Runtime panics are rare but possible. duplicate metrics collector registration attempted is the most common. It happens at startup. It stops the process. This is good. It prevents silent metric loss.
Goroutine leaks are not a risk with the client library. The library does not spawn goroutines for metrics. It uses atomic operations. You do not need to worry about cleanup. When the process exits, the metrics are gone.
Trust the library. Do not add mutexes. Do not add channels. The client is thread-safe.
Naming conventions
Prometheus has naming conventions. Follow them. It makes your metrics consistent with other Go services.
Use snake_case for metric names. http_requests_total, not httpRequestsTotal.
Use suffixes for counters. _total is the standard. http_requests_total. This tells Prometheus it is a counter. It enables rate calculations.
Include units in the name. _seconds, _bytes, _requests. http_request_duration_seconds. This tells you what the number means.
Help text should be clear. It appears in the Prometheus UI. It helps operators understand the metric. "Total number of HTTP requests" is good. "Count" is bad.
Labels should be lowercase. Use underscores for multi-word labels. method, status_code, endpoint.
Naming conventions are not enforced by the compiler. They are enforced by the community. Follow them. It makes your life easier.
Decision matrix
You have choices. Pick the right tool for the job.
Use a Counter when you need to track cumulative events. Use a Counter for total requests, total errors, total bytes sent.

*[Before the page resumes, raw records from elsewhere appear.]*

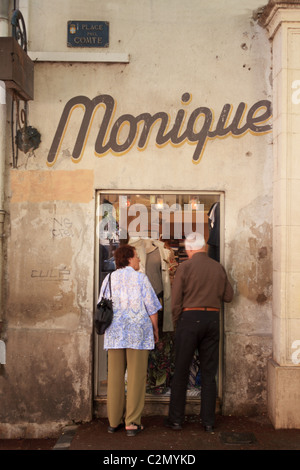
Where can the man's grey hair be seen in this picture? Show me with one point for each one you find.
(194, 241)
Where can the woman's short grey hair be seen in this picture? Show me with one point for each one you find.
(194, 242)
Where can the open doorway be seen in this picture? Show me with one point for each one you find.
(132, 216)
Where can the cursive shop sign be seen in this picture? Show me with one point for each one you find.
(118, 136)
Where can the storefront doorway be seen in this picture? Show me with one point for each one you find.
(153, 220)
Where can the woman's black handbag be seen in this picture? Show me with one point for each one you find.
(104, 312)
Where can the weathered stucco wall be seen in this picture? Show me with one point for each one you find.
(219, 55)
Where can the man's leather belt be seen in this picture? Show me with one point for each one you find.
(209, 309)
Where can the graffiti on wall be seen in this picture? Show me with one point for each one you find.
(120, 135)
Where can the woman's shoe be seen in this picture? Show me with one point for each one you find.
(134, 431)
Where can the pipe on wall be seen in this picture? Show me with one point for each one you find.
(4, 29)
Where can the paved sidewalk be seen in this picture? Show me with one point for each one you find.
(231, 433)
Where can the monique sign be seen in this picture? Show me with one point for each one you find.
(195, 128)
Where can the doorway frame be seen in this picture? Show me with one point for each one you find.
(98, 341)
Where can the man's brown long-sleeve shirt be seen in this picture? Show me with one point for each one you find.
(199, 282)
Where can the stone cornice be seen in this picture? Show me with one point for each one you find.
(278, 11)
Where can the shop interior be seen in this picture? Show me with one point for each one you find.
(121, 218)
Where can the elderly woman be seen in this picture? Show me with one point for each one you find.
(128, 340)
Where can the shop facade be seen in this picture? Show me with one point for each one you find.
(137, 104)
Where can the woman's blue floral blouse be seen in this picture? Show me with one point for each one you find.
(134, 301)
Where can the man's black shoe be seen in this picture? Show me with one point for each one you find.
(209, 429)
(111, 429)
(175, 426)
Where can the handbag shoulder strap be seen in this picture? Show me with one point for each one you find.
(109, 283)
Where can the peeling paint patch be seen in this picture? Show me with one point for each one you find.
(39, 186)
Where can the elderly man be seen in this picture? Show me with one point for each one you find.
(199, 288)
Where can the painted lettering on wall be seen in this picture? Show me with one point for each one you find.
(196, 127)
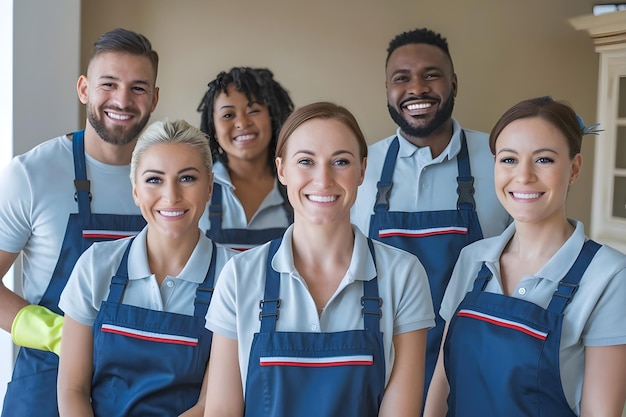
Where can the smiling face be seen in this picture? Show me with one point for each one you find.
(533, 170)
(421, 87)
(172, 188)
(322, 169)
(243, 129)
(120, 94)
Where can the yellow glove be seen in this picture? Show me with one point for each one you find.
(37, 327)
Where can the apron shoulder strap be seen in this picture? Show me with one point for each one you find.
(215, 208)
(82, 184)
(386, 177)
(120, 279)
(569, 284)
(465, 180)
(370, 301)
(270, 303)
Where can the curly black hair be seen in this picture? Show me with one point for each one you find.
(421, 35)
(258, 85)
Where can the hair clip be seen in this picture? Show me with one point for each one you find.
(588, 130)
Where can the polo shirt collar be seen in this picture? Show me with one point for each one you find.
(194, 271)
(408, 149)
(220, 175)
(358, 270)
(556, 268)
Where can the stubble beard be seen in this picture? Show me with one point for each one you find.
(117, 135)
(443, 114)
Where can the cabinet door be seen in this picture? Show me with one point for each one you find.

Counters only go up. They are cheap. They are reliable.
Use a Gauge when you need to track current state. Use a Gauge for memory usage, queue length, active connections. Gauges go up and down. They represent a snapshot.
Use a Histogram when you need to measure distributions. Use a Histogram for request duration, request size, response size. Histograms bucket values. They let you calculate percentiles on the server.

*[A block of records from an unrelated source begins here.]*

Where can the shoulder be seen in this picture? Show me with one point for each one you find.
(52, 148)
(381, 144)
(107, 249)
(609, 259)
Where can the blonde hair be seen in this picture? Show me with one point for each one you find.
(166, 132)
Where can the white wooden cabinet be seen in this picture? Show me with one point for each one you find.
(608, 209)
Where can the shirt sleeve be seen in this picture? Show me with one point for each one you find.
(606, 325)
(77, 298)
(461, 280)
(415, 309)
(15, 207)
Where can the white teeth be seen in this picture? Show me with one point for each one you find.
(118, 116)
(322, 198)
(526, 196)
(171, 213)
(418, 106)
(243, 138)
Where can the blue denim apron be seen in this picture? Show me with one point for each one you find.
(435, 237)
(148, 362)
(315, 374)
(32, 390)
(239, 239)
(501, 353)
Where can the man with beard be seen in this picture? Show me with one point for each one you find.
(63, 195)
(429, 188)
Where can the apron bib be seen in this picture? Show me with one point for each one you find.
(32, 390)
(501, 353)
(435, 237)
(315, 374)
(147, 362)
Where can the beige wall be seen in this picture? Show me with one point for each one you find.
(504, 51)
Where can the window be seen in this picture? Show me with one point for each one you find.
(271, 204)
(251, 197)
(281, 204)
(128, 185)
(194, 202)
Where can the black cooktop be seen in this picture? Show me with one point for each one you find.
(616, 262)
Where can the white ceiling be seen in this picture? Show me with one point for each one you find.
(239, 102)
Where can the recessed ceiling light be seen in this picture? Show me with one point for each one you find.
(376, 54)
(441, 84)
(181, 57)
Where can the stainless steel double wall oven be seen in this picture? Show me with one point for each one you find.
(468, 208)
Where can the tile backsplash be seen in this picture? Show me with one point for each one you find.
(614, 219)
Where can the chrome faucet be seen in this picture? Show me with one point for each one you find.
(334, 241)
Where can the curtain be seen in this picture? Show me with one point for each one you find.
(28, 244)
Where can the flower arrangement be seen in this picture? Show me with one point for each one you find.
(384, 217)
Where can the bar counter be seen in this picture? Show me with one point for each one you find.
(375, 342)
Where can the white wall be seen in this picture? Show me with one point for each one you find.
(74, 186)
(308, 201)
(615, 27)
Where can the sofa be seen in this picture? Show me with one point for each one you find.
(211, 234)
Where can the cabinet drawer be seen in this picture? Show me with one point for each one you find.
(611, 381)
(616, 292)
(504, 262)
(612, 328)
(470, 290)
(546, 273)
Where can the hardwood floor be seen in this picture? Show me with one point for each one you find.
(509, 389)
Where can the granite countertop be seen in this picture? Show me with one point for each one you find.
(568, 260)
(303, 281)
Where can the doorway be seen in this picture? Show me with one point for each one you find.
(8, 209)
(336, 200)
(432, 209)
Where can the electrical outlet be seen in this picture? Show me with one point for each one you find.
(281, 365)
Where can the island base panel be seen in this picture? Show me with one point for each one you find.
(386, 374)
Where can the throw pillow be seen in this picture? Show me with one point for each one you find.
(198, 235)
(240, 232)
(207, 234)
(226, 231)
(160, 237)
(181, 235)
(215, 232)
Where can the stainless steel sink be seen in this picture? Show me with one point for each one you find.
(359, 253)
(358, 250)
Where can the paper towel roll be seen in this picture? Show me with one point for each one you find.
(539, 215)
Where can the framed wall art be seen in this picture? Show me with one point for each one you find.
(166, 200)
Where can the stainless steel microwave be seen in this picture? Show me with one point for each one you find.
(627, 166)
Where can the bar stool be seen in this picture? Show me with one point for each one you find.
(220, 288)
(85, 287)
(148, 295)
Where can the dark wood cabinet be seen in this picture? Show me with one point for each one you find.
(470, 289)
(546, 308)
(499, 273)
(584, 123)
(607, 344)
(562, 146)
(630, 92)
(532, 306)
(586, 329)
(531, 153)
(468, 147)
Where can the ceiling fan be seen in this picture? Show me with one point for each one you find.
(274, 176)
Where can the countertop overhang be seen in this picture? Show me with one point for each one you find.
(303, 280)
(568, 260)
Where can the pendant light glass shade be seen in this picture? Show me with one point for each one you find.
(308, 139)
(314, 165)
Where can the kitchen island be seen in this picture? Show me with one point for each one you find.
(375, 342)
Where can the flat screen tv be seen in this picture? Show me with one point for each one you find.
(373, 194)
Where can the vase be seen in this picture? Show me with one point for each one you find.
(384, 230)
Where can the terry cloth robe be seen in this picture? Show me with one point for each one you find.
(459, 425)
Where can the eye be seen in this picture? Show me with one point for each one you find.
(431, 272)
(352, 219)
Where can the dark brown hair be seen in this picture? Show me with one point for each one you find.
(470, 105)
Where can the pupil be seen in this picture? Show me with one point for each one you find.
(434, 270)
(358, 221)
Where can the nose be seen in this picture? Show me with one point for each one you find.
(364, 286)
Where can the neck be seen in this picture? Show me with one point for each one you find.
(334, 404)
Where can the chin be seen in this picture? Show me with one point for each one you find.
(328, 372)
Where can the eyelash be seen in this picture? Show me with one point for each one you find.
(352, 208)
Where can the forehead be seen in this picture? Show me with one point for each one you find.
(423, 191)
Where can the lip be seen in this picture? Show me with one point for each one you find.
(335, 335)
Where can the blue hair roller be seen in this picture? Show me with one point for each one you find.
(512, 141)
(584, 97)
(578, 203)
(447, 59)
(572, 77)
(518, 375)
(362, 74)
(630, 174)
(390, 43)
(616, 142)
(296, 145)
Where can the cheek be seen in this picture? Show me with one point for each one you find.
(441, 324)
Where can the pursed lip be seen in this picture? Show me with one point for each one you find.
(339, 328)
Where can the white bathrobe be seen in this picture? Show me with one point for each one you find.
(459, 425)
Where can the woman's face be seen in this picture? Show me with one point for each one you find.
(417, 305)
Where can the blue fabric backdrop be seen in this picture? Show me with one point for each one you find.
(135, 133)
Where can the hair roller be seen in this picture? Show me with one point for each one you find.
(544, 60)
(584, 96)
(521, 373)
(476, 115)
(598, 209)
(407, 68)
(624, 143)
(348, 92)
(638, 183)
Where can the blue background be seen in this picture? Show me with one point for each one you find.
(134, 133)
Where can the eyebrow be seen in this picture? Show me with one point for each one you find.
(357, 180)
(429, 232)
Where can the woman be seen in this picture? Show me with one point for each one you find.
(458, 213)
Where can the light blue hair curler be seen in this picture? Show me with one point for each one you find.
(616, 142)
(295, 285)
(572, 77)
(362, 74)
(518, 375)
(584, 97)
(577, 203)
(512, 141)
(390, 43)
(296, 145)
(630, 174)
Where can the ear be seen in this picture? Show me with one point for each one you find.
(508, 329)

Use a Summary when you need client-side percentiles. Use a Summary only when you cannot use a Histogram. Summaries are expensive. They use more memory. Histograms are usually better.
Use Prometheus when you need pull-based metrics. Use Prometheus when you want to aggregate metrics across many services. Use Prometheus when you want a standard tool with a large ecosystem.
Use OpenTelemetry when you need distributed tracing and metrics in one system. Use OpenTelemetry when you want vendor neutrality. Use OpenTelemetry when you need to export to multiple backends.
Use the expvar package when you need simple built-in metrics. Use expvar for quick debugging. Use expvar for small services. It is part of the standard library. It requires no dependencies. It is not as powerful as Prometheus.
Use plain logging when you need to debug specific events. Use logging for errors. Use logging for unusual events. Do not use logging for metrics. Logs are expensive. Metrics are cheap.
Pick the right metric type. Name it clearly. Register it once. Expose it safely.